Non-ASCII identifiers: NFC normalization is performed by lexer, not parser

cc https://github.com/rust-lang/rust/issues/55467#issuecomment-569484220
2019-12-29 11:38:01 +03:00 · 2019-12-29 11:38:01 +03:00 · ba73aa3505
parent 0fb14f27a4
commit ba73aa3505
1 changed files with 1 additions and 1 deletions
--- a/text/2457-non-ascii-idents.md
+++ b/text/2457-non-ascii-idents.md
@ -75,7 +75,7 @@ The lexer defines identifiers as:

 `XID_Start` and `XID_Continue` are used as defined in the aforementioned standard. The definition of identifiers is forward compatible with each successive release of Unicode as only appropriate new characters are added to the classes but none are removed. We effectively are using UAX 31's default definition of valid identifier, with a tailoring that underscores are included with `XID_Start`. (Note that this allows bare underscores to be identifiers, that is currently also the case with `_` in identifier contexts being a reserved keyword)

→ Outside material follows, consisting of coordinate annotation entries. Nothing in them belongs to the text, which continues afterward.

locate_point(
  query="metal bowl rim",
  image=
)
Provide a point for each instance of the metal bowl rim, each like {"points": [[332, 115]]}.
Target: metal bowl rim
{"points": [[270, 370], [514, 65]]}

-Parsers for Rust syntax normalize identifiers to [NFC][UAX15]. Every API accepting raw identifiers (such as `proc_macro::Ident::new` normalizes them to NFC and APIs returning them as strings (like `proc_macro::Ident::to_string`) return the normalized form. This means two identifiers are equal if their NFC forms are equal.
+Rust lexers normalize identifiers to [NFC][UAX15]. Every API accepting identifiers as strings (such as `proc_macro::Ident::new` normalizes them to NFC and APIs returning them as strings (like `proc_macro::Ident::to_string`) return the normalized form. Procedural and declarative macros receive normalized identifiers in their input as well. This means two identifiers are equal if their NFC forms are equal.

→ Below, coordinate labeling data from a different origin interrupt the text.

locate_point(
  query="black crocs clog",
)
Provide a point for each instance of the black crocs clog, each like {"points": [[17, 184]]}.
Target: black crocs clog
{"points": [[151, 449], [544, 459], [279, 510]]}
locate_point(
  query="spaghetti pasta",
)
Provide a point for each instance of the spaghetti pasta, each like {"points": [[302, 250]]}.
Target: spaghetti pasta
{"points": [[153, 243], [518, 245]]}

 A `non_ascii_idents` lint is added to the compiler. This lint is `allow` by default. The lint checks if any identifier in the current context contains a codepoint with a value equal to or greater than 0x80 (outside ASCII range). Not only locally defined identifiers are checked but also those imported from other crates and modules into the current context.